Ze gunde Beenderman uit heel haar hart
ziel en lijf en leden van die eertijds was
haar bedgenoot, ridder voor driekwart,
rokkenjager, lanterfant, thans karkas met das.
Apotheker Wackenier knielde krakend neer,
maar vermocht geen leven meer te blazen
door de lege luchtpijp van de dode heer.
De ouwe knar zwol zelf als blauwe kaas.
In het halfduister van de zaal gezeten
verkneukelde zich Beenderman ten zeerste.
Hij had altijd al geweten dat de meeste
opgeknoopten eigenlijk zichzelf doodzweetten.

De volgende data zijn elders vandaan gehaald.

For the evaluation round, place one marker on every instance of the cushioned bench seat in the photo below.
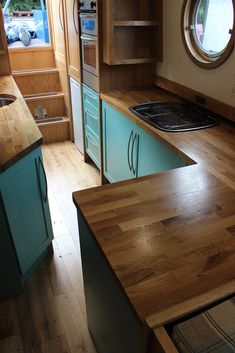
(213, 331)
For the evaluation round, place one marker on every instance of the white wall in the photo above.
(178, 67)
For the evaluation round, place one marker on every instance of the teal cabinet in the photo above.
(154, 157)
(112, 322)
(129, 151)
(118, 134)
(91, 123)
(25, 209)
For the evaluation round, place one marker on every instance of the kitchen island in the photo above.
(25, 223)
(168, 238)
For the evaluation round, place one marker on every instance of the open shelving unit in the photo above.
(132, 31)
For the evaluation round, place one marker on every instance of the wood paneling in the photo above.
(212, 104)
(213, 148)
(63, 75)
(53, 104)
(72, 38)
(169, 237)
(32, 58)
(50, 316)
(55, 131)
(39, 81)
(18, 132)
(132, 33)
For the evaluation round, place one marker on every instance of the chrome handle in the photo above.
(87, 15)
(60, 7)
(132, 153)
(137, 153)
(74, 22)
(45, 178)
(91, 141)
(89, 39)
(90, 114)
(136, 138)
(90, 95)
(128, 150)
(44, 197)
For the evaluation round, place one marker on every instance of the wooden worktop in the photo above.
(19, 133)
(170, 237)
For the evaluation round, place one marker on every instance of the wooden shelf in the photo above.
(134, 61)
(136, 23)
(132, 32)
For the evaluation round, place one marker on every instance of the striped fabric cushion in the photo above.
(213, 331)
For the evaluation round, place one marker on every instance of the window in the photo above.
(208, 30)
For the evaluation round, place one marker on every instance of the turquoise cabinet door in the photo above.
(112, 322)
(155, 157)
(24, 194)
(118, 134)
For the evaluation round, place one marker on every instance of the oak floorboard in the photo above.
(50, 316)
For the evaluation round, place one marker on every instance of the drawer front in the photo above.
(91, 97)
(91, 118)
(92, 146)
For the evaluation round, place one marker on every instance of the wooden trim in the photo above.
(164, 342)
(216, 106)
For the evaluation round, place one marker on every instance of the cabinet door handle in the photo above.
(90, 95)
(60, 8)
(90, 114)
(136, 138)
(91, 141)
(128, 150)
(89, 39)
(45, 178)
(74, 22)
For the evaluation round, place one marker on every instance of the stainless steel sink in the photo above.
(6, 99)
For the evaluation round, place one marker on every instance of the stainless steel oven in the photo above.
(89, 49)
(90, 59)
(88, 23)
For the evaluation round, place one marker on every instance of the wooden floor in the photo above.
(50, 316)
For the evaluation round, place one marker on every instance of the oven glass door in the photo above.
(88, 24)
(90, 54)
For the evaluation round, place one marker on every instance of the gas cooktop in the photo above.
(174, 116)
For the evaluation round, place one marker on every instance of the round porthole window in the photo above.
(208, 30)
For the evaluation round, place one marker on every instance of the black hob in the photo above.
(174, 116)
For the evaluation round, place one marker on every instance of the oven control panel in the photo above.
(87, 6)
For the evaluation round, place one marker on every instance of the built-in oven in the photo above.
(90, 61)
(89, 48)
(88, 23)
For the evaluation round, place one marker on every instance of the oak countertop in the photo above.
(170, 237)
(19, 134)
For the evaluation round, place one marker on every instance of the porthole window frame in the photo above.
(198, 56)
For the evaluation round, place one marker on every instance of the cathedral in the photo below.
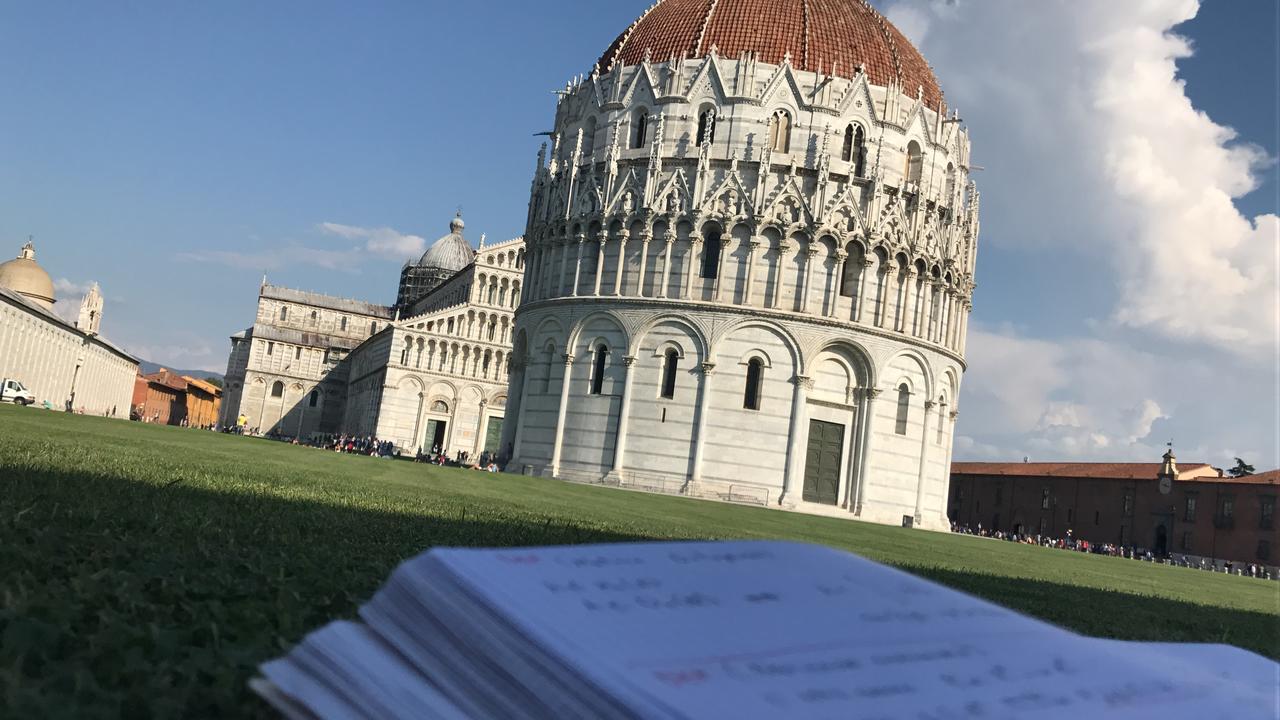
(750, 265)
(426, 373)
(64, 364)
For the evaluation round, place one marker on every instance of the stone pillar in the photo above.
(599, 261)
(622, 263)
(620, 442)
(704, 393)
(864, 451)
(666, 261)
(924, 459)
(909, 296)
(563, 273)
(863, 296)
(695, 242)
(750, 269)
(837, 283)
(644, 260)
(561, 415)
(784, 250)
(810, 251)
(794, 473)
(577, 264)
(720, 265)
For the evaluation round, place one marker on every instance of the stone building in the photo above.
(752, 253)
(62, 363)
(1191, 510)
(428, 372)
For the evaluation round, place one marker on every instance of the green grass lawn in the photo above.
(146, 572)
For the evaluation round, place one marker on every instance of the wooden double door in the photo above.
(823, 458)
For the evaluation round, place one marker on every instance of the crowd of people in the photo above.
(1128, 551)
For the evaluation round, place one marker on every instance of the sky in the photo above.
(1127, 269)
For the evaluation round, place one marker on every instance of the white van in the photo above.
(13, 391)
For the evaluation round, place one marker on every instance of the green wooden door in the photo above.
(493, 434)
(822, 463)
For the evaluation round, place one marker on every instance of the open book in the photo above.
(728, 629)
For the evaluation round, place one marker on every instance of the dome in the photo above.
(24, 276)
(451, 253)
(833, 36)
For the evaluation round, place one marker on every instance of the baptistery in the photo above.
(752, 247)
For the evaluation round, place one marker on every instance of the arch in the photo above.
(914, 167)
(780, 131)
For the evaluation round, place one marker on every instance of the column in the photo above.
(577, 264)
(520, 409)
(909, 302)
(784, 250)
(864, 451)
(833, 287)
(704, 393)
(622, 263)
(666, 261)
(924, 452)
(599, 261)
(809, 253)
(644, 260)
(720, 265)
(863, 299)
(799, 422)
(750, 269)
(620, 441)
(560, 281)
(562, 413)
(695, 242)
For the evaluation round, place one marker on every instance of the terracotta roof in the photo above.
(818, 35)
(1100, 470)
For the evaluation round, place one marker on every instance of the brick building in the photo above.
(1194, 511)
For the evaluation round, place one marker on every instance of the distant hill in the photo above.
(146, 367)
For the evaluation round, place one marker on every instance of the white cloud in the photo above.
(384, 242)
(1091, 140)
(1095, 153)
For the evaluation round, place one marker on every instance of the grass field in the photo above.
(147, 570)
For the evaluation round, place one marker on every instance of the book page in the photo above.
(768, 629)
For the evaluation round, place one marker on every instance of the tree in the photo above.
(1240, 469)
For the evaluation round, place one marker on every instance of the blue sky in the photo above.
(177, 151)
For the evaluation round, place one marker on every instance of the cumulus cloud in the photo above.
(1095, 151)
(384, 242)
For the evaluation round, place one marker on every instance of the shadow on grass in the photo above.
(1093, 611)
(140, 600)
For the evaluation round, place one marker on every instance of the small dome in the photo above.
(24, 276)
(451, 253)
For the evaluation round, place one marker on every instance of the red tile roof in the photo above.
(818, 35)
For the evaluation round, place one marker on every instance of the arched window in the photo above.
(602, 358)
(780, 132)
(707, 127)
(904, 405)
(639, 128)
(914, 163)
(549, 359)
(668, 373)
(711, 256)
(859, 158)
(754, 374)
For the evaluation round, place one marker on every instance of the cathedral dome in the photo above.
(24, 276)
(451, 253)
(833, 36)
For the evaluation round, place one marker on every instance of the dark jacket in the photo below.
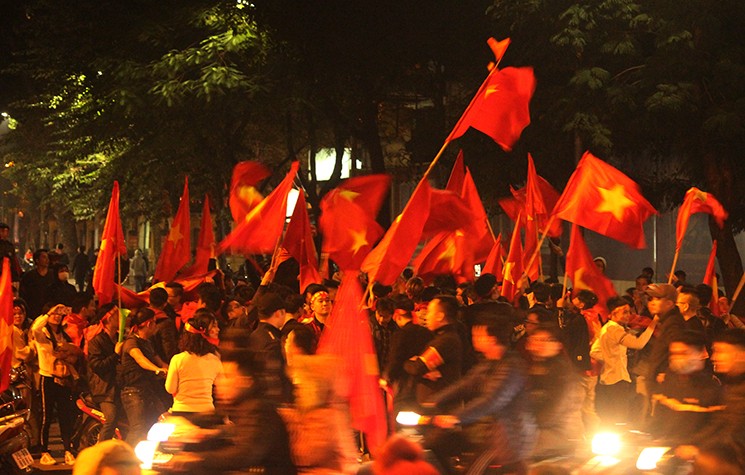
(495, 411)
(102, 361)
(265, 341)
(439, 366)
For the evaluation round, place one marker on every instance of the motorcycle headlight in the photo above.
(145, 451)
(650, 457)
(606, 443)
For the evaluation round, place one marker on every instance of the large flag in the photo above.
(495, 261)
(205, 243)
(601, 198)
(513, 267)
(347, 220)
(392, 254)
(261, 229)
(176, 251)
(500, 107)
(710, 279)
(6, 325)
(583, 271)
(112, 247)
(697, 201)
(299, 244)
(243, 195)
(348, 336)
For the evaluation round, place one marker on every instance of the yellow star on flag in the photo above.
(359, 238)
(614, 201)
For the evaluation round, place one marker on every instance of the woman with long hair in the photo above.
(192, 373)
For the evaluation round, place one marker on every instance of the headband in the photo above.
(191, 329)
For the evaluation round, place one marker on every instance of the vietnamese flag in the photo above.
(112, 247)
(495, 261)
(500, 107)
(6, 325)
(176, 252)
(261, 229)
(697, 201)
(710, 279)
(205, 243)
(513, 267)
(601, 198)
(243, 194)
(392, 254)
(583, 272)
(299, 244)
(348, 337)
(347, 220)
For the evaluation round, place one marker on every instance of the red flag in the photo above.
(500, 107)
(347, 336)
(243, 194)
(513, 267)
(697, 201)
(347, 220)
(176, 251)
(446, 253)
(710, 279)
(205, 243)
(601, 198)
(112, 246)
(299, 244)
(583, 271)
(6, 325)
(495, 260)
(392, 254)
(261, 229)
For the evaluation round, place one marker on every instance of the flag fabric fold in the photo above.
(6, 325)
(298, 243)
(347, 220)
(697, 201)
(176, 252)
(584, 273)
(500, 107)
(112, 247)
(261, 229)
(348, 337)
(243, 193)
(601, 198)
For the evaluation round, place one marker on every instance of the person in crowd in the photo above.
(258, 439)
(142, 376)
(496, 423)
(407, 342)
(192, 373)
(35, 284)
(555, 394)
(165, 337)
(615, 390)
(83, 309)
(104, 353)
(57, 359)
(81, 265)
(440, 364)
(686, 399)
(726, 428)
(266, 342)
(139, 270)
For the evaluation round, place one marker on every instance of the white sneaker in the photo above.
(47, 459)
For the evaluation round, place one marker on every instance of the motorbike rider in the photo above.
(494, 417)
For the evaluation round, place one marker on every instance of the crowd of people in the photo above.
(525, 381)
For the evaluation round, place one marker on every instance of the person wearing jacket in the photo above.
(103, 358)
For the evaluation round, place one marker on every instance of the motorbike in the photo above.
(89, 423)
(14, 440)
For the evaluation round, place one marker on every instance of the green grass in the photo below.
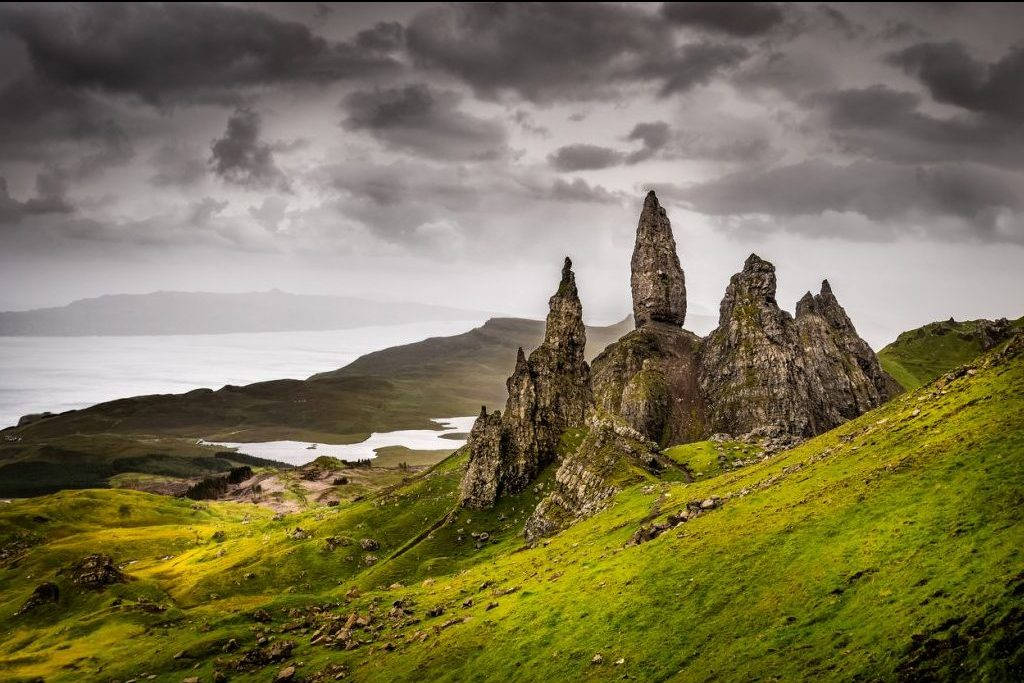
(401, 387)
(918, 356)
(890, 548)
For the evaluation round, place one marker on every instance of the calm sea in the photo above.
(64, 373)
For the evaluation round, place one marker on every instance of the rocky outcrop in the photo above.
(830, 342)
(648, 381)
(764, 368)
(657, 281)
(762, 374)
(95, 572)
(548, 393)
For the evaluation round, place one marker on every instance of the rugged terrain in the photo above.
(886, 549)
(397, 388)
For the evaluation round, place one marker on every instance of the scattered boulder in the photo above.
(45, 593)
(95, 572)
(263, 655)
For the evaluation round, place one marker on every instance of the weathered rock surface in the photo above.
(548, 393)
(45, 593)
(772, 378)
(648, 380)
(95, 572)
(589, 476)
(657, 282)
(763, 368)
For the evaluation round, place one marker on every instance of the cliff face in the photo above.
(761, 371)
(548, 393)
(764, 368)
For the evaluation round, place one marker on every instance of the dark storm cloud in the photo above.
(170, 52)
(51, 187)
(242, 158)
(419, 119)
(952, 76)
(735, 18)
(48, 123)
(988, 204)
(585, 158)
(177, 164)
(383, 37)
(691, 66)
(883, 123)
(553, 51)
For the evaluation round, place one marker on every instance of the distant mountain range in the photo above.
(205, 312)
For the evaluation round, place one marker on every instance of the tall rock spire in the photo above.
(657, 281)
(548, 393)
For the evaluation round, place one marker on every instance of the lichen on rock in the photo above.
(548, 393)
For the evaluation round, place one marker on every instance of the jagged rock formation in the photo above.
(548, 393)
(657, 281)
(589, 476)
(832, 360)
(648, 381)
(761, 367)
(762, 373)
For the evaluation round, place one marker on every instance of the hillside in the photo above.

Allen die de dans ontsprongen waren,
keken nu ontzet naar hij daar in de hoek.
Die zei bedaard: ‘U hebt toch geen bezwaren
dat ik nieuwe leden werf voor het dodenboek?
Het is mijn taak te selecteren en te decimeren.
Anders is het overal een drukte vanjewelste.
Ik weet: het zit u geenszins in uw koude kleren,
maar het was met liefde dat ik hem omhelsde.
Is er anders nog een kandidaat vanavond?
De meesten onder u lijken toch al opgeknoopt.
Hebben jullie dan geen moeite met je adem?
Ik had wel nog op een tweede vege lijf gehoopt.’
Dat hoefde echt geen tweede keer gezegd.
Karel Passer en Marie-Joseph Vanongenae
vluchtten hals over de kop de zaal uit, regelrecht
gevolgd door de beide heren Sap hierna.
Hun beide wijfjes stemden gillend met ze in.
Met zijn oude knoken haalde apotheker Wackenier
ijlings nog Gerardus en Agnes Verroken in
en liep hierbij mevrouw Vanhees van de sokken schier.
De Versteegs gingen vliegensvlug huns weegs.
Schatbewaarder Six snelde zonder centen heen
en Betty Audenaert ijlde lijkbleek als een feeks
naar verre oorden tot ze helemaal verdween.
De vrouw van voorzitter Andries Durnez,
werd, dodelijk verschrikt, door het jongste lid
in de vaart der vluchtenden weer opgepikt.
Alleen meneer Vanhees deed niet meer mee.
Moederziel alleen lag hij daar rustig ingeslapen,
verstard in zijn bestaan, ontdaan van alle leven.
Zijn hemd was in een lijkwade herschapen;
zijn das hing losjes halverwege zeven.
De kalender van ellende verklapte andermaal:
Pietje Beenderman had weer eens toegeslagen.
Dat gebeurde onverwacht en zonder veel omhaal
tijdens een der onverdachte feestelijke dagen.
Zo verkrijgen gaandeweg, voorwaar, de leden
van eender welke club op deze Moeder Aarde,
het onvoorwaardelijk statuut van overleden:
bitter jong, alreeds wat oud of hoogbejaarde.
Pietje Beenderman is als de zandman:
hij sluipt, gestrekte vinger op de lippen,
rond en kan zo hij dat wil de waakvlam
van je leven met een korte zucht uitknippen.